Randzeitenflexibilität gefragt
Wie kommt man an diese Vorteile? Und welche Spielregeln brauchen Unternehmen der nächsten Generation,
um ihren eigenen und den Anforderungen der Mitarbeiter nach flexibleren Arbeitsweisen gerecht zu werden? Das erforscht
Prof. Michael Bartz von der IMC FH Krems, International Business Institute: „Was wir derzeit sehen, ist eine Art
sozialer Handschlag zwischen Arbeitgebern und ArbeitnehmerInnen. Der Hintergrund: Ihre Interessen gehen konform,
weil beide Seiten eine neue Art von Flexibilität in der Arbeit brauchen.“ Einer der Kernbereiche ist für
Bartz die Forderung nach mehr Randzeitenflexibilität: „Die starren Rahmen des Arbeitstages, der an immer zur
selben Zeit am selben Arbeitsort absolviert wird, gilt es aufzubrechen.“
Eine Möglichkeit dazu ist aus seiner Sicht die Einrichtung langfristiger Arbeitszeitkonten oder Zeitwertkonten,
wie dies in Deutschland und anderen Ländern schon praktiziert wird. Auch eine Koppelung eines solchen Kontos
mit dem Pensionskonto sei aus dieser Perspektive denkbar, meinte Bartz. Es geht darum, dass der Gesetzgeber solche
Wahlmöglichkeiten einmal analysiere und eröffne, betonte Bartz. „Wir brauchen flexible, smarte Lösungen
statt Einheitsbrei“. Wichtig sind längere Durchrechnungszeiten und die Einrichtung von Zeitkonten, da Arbeitnehmer
immer öfter größere Zeiträume für Familie oder Weiterbildung, Auszeiten oder längere
Freizeitblöcke haben wollen.“
Dass für den jeweiligen Betrieb maßgeschneiderte Lösungen unerlässlich sind, berichtete Thomas
Schmutzer, Geschäftsführer und Gesellschafter der HMP Beratungs GmbH.

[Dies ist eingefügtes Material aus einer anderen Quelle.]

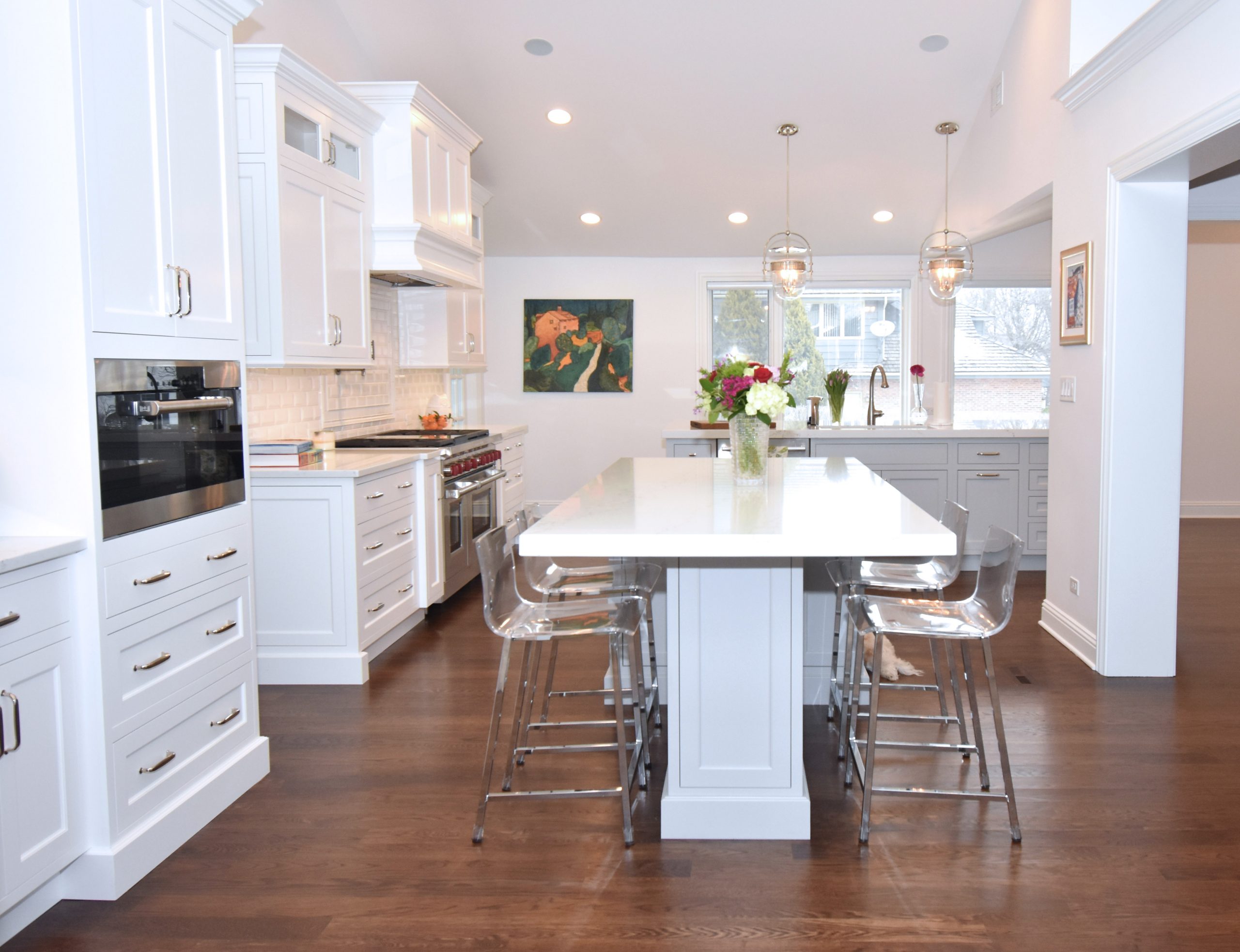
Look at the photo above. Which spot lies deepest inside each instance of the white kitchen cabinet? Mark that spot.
(159, 160)
(306, 183)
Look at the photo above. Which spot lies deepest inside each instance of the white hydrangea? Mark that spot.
(768, 398)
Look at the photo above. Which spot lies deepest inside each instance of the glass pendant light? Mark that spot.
(946, 257)
(788, 261)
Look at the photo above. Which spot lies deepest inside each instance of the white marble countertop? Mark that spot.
(960, 429)
(18, 552)
(667, 507)
(345, 463)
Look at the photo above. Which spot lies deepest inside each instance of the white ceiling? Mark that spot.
(675, 107)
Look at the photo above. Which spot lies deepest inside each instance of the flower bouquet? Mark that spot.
(749, 394)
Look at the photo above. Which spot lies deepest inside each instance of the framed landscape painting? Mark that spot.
(1077, 294)
(578, 346)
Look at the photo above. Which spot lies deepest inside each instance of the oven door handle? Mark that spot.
(461, 489)
(155, 408)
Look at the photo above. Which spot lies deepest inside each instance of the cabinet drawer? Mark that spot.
(165, 653)
(385, 604)
(32, 605)
(877, 454)
(385, 543)
(147, 778)
(988, 454)
(382, 493)
(153, 576)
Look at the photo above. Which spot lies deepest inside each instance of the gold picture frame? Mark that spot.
(1077, 294)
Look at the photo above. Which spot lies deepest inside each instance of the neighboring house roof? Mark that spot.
(979, 356)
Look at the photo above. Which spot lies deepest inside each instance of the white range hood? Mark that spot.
(422, 222)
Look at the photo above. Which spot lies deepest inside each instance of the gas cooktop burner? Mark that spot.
(415, 439)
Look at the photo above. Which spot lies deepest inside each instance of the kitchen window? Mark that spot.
(1002, 352)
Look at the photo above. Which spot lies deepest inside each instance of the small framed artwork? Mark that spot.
(1077, 294)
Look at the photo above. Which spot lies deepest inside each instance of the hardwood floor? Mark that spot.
(360, 838)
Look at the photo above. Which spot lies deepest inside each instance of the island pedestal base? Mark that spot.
(734, 693)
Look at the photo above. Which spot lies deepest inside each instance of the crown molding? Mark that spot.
(1147, 32)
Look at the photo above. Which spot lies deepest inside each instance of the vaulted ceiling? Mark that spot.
(675, 107)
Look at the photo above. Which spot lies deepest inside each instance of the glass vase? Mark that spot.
(918, 416)
(751, 439)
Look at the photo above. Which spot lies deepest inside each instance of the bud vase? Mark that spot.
(751, 439)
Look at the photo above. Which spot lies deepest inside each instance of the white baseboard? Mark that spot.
(107, 874)
(1209, 510)
(1074, 636)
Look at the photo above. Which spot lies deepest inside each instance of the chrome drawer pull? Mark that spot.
(16, 724)
(225, 719)
(164, 656)
(162, 763)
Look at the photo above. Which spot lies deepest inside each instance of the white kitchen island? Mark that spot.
(734, 558)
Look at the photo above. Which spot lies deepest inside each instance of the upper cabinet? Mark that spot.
(304, 170)
(159, 154)
(423, 216)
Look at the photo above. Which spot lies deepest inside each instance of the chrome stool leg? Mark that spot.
(493, 738)
(1013, 821)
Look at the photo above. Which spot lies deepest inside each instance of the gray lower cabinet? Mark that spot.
(992, 499)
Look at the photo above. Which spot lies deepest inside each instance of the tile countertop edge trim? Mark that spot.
(19, 552)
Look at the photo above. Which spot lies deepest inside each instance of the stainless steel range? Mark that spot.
(470, 506)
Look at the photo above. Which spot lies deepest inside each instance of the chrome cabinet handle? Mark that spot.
(164, 656)
(16, 724)
(226, 718)
(162, 763)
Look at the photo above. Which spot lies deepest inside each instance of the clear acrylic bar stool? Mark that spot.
(929, 578)
(979, 618)
(624, 580)
(516, 620)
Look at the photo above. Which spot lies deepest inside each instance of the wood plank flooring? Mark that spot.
(360, 838)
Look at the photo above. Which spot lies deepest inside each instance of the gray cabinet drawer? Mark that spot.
(973, 453)
(875, 453)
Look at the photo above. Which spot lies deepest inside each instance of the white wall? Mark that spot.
(1210, 475)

„Pauschale Arbeitszeitregelungen können nicht zufriedenstellend sein, weil selbst in den gleichen Branchen
Betriebe sehr unterschiedlich Flexibilität leben und umsetzen. Es gibt keine zwei Betriebe, die die gleichen
Detailprobleme haben“. Beim Versuch, den Spagat zu machen zwischen flexibler Auftragserledigung, den Wünschen
der Mitarbeiter und den gesetzlichen Vorgaben geraten die Unternehmen schnell in einen rechtlichen Graubereich,
weiß Schmutzer: „Viele Arbeitszeitregelungen sind hochkomplex und für den einzelnen Betrieb kaum mehr
nachzuvollziehen. Oft ist nicht gleich klar zu erkennen, was eigentlich nicht erlaubt ist. In der Regel gehen Betrieb
und Mitarbeiter dazu über, sich selbst einen kreativen Weg zu suchen. Es liegt auf der Hand, dass dies durchaus
einvernehmlich auch jenseits von Regelungen passiert“.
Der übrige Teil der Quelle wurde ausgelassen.